Ya vimos el ingreso de Topsy por la puerta lateral, conducida por el cortejo de guardianes, ya la vimos subir al escenario. Ahora asciende al patíbulo D. P. Sharley, un empleado de la Edison Company, que inicia la tarea de colocar en el cuerpo de la elefanta una red de alambres de cobre conectados a electrodos. El que parece ser el alambre principal, dado el grosor, es puesto alrededor de su cuello; uno de sus extremos va a dar a un motor montado sobre ruedas de fierro, y el otro a un poste. Por último, las patas le son calzadas sobre unas sandalias de madera recubiertas de cobre, muy parecidas a los patines que años atrás usó en su número del vals.
He aquí lo que en la película, de acentuados contrastes grises y negros, se ve ahora. Un operador activa la cuchilla de un switch atornillado al poste, y la corriente alterna de seis mil voltios pasa por el cuerpo de la elefanta, que es sacudida por la descarga. Se torna rígida, eleva la trompa en el aire como si fuera a emitir un alarido, y luego se la ve envuelta por completo en el humo de los electrodos que arden. La corriente es suspendida, y se desploma muerta al suelo. Todo esto toma apenas diez segundos.
Como puede verse por algunos de los espectáculos ofrecidos en Luna Park, que se han puesto de ejemplo, las catástrofes fascinaban al público; naufragios de buques, huracanes y tornados, bólidos celestes, torrentes, terremotos, además de guerras, persecuciones y linchamientos. Pero la fascinación mayor era con los incendios. En este sentido, uno de los espectáculos de mayor éxito era The Great Fire Show (El gran espectáculo de fuego).
En el escenario del teatro real se representaba la sala de otro teatro lleno de espectadores vestidos de gala, donde estaba a punto de empezar una función. Los músicos terminaban de afinar en el foso de la orquesta. Los murmullos cesaban poco a poco. De pronto, en lugar de abrirse, las cortinas del otro proscenio estallaban en violentas llamaradas, el otro escenario se llenaba de humo, y el público comenzaba a huir en pánico, unos aplastando a otros en la carrera, mientras el teatro fingido colapsaba hasta convertirse en un esqueleto de brasas encendidas. Esta pirotecnia llamada de “fuego frío” resultaba sumamente costosa y el espectáculo terminó por ser desechado.
En el momento en que el veterinario forense certificaba la defunción de Topsy, empezó en el palacio de La Guerra de los Mundos un incendio verdadero cuando las chispas que todavía aventaban los electrodos prendieron en el telón de fondo ilustrado con una estación espacial marciana. Las llamas se pasaron fácilmente a los decorados y tramoyas, y no tardaron en propagarse hacia las estructuras de madera del edificio.

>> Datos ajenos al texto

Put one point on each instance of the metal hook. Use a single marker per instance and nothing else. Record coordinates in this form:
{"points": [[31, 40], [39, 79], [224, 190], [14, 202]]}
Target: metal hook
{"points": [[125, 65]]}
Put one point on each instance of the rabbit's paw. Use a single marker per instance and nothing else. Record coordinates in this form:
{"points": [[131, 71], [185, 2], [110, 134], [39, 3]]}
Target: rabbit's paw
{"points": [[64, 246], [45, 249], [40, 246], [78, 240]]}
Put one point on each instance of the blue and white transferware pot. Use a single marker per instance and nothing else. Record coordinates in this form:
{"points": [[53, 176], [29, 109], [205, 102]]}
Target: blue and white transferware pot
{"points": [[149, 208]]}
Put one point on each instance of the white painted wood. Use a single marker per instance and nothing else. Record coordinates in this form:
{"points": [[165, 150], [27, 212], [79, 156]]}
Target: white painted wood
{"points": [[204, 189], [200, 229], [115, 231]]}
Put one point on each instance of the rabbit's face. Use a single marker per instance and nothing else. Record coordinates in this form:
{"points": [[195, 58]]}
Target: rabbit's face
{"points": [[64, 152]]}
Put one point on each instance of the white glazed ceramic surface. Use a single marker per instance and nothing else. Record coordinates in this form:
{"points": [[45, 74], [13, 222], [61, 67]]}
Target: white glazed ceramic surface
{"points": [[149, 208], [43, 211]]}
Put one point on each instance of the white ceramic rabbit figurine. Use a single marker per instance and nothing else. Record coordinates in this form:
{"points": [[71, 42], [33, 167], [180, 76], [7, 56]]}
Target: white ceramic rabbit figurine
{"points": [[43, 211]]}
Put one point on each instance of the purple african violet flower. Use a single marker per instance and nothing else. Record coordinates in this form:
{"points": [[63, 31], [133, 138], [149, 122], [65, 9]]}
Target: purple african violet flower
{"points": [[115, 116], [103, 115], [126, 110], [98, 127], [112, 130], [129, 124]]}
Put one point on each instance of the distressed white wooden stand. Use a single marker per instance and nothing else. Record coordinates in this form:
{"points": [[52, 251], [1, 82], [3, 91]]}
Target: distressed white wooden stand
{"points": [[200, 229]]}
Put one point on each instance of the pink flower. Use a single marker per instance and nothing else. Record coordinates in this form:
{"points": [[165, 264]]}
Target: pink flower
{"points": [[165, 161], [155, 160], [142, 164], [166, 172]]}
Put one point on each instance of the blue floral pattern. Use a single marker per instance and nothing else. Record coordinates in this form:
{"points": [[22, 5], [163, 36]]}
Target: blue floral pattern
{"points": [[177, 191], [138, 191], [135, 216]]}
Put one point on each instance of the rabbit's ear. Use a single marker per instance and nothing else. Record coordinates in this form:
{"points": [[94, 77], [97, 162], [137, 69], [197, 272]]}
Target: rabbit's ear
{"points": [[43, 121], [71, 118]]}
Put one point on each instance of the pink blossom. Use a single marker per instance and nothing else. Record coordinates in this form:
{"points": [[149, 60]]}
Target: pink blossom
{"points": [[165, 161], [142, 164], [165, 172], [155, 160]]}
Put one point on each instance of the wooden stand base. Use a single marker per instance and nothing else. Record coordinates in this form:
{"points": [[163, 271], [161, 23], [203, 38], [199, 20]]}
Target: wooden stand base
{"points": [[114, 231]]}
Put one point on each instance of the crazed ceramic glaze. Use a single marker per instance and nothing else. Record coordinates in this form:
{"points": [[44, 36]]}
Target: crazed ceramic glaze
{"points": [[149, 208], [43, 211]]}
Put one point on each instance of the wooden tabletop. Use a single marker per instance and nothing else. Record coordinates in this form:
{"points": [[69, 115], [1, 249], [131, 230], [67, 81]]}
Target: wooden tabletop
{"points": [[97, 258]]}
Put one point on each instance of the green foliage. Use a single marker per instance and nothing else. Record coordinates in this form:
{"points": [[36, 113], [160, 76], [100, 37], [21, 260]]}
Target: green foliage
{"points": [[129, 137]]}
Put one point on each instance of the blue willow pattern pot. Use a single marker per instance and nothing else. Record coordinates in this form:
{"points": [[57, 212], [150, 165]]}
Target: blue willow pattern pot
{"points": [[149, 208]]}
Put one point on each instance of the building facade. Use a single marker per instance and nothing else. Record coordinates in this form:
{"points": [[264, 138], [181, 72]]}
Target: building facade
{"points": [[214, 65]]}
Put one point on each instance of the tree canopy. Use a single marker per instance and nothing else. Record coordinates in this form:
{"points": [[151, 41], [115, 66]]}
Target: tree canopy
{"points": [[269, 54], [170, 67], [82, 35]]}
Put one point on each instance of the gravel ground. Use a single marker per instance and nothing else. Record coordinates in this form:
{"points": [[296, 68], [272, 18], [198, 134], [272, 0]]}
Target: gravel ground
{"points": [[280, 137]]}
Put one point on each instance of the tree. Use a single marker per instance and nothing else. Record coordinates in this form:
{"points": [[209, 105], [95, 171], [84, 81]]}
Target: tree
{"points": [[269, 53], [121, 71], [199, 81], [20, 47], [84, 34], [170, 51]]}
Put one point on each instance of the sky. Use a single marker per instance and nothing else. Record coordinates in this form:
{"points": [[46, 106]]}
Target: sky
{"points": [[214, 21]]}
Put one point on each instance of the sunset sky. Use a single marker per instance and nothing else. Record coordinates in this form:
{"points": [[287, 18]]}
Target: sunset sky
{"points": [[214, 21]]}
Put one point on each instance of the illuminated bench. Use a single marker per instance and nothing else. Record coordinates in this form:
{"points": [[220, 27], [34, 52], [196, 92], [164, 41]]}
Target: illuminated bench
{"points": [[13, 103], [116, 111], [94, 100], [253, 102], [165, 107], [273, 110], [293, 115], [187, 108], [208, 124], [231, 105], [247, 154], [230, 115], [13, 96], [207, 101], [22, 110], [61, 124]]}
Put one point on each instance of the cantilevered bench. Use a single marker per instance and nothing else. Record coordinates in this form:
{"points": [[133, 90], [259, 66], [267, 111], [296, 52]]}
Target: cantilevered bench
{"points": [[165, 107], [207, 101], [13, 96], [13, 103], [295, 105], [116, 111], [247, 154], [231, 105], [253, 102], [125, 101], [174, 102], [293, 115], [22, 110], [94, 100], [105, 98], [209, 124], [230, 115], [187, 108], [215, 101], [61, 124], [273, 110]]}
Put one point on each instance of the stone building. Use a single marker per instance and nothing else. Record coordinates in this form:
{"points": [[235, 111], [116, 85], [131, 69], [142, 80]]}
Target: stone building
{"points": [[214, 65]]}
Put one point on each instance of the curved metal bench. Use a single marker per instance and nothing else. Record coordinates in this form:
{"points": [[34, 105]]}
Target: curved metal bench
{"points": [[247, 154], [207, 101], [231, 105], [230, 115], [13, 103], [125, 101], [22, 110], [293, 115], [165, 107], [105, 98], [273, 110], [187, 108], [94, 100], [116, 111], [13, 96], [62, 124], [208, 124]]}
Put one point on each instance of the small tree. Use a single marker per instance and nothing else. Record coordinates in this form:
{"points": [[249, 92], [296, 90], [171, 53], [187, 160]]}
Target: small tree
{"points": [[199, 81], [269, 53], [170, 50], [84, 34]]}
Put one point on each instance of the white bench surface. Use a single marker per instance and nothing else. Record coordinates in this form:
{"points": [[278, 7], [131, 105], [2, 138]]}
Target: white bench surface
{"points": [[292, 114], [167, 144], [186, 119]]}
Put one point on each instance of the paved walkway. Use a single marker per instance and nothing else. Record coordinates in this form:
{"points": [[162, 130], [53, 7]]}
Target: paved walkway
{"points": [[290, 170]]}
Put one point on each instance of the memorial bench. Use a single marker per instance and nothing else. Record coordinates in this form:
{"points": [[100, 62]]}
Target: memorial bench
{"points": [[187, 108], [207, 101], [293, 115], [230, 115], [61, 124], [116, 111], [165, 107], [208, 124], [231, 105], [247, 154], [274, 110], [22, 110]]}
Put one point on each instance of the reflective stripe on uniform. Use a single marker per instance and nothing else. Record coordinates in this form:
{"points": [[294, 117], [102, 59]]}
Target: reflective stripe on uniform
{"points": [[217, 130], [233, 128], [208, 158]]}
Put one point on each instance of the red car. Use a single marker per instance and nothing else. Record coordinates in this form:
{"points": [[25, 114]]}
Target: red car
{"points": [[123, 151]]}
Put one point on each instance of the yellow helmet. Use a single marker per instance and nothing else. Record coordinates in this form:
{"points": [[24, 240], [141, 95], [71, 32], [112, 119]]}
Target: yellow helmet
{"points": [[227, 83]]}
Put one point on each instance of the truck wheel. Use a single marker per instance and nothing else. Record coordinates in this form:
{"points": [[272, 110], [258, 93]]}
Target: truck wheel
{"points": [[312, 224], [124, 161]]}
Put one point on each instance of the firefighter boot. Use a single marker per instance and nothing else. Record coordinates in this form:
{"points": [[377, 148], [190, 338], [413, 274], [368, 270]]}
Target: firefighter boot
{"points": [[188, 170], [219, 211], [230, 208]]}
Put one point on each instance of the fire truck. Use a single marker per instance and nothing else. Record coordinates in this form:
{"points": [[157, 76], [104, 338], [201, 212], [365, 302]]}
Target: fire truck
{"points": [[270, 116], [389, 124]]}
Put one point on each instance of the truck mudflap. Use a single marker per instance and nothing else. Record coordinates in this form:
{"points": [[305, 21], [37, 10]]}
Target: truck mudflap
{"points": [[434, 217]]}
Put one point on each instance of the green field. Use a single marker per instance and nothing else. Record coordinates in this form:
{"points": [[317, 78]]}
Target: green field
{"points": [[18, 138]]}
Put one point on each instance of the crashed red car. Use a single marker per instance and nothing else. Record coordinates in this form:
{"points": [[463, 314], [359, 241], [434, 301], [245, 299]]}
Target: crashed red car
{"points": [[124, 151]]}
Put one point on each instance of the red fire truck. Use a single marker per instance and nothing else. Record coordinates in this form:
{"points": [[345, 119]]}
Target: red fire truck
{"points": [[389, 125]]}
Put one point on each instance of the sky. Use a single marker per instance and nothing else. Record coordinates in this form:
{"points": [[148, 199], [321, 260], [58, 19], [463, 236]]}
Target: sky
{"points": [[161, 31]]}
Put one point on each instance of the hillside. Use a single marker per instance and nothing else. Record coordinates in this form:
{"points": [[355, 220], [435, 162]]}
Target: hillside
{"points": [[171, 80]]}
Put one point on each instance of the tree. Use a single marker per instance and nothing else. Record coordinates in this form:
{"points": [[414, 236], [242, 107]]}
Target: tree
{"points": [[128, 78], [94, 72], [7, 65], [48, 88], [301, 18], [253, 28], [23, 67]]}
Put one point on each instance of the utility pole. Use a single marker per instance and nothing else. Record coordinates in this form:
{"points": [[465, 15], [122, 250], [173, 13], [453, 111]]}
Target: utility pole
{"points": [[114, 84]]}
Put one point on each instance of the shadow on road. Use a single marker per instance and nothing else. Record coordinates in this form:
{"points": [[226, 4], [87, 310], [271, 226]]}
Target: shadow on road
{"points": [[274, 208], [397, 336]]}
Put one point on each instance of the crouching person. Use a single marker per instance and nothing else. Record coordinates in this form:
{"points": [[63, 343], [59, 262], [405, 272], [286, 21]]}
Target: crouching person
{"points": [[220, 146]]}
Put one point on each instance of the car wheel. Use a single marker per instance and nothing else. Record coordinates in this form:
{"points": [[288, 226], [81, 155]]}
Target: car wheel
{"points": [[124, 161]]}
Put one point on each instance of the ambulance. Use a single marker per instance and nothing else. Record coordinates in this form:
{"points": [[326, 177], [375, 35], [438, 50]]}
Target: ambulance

El público que recién había presenciado la ejecución se atropellaba para escapar y, como es natural en estos casos, no pocos murieron aplastados por la avalancha humana. Las llamas, atizadas por el viento invernal, volaron hacia los palacios vecinos. El agua de las lagunas artificiales empezó a hervir. La torre de ciento veinticinco pies con el emblema de la Coca Cola, que imitaba una botella del naciente refresco, se derrumbó. Un total de doscientos sesenta y cuatro edificios resultaron destruidos en el parque, a un costo total de un millón doscientos mil dólares, o al menos es la suma total reconocida y pagada por las compañías de seguros. No sería el único incendio que arrasaría con Luna Park. El último de ellos ocurrió el 12 de mayo de 1947, pero siempre volvió a levantarse de sus cenizas.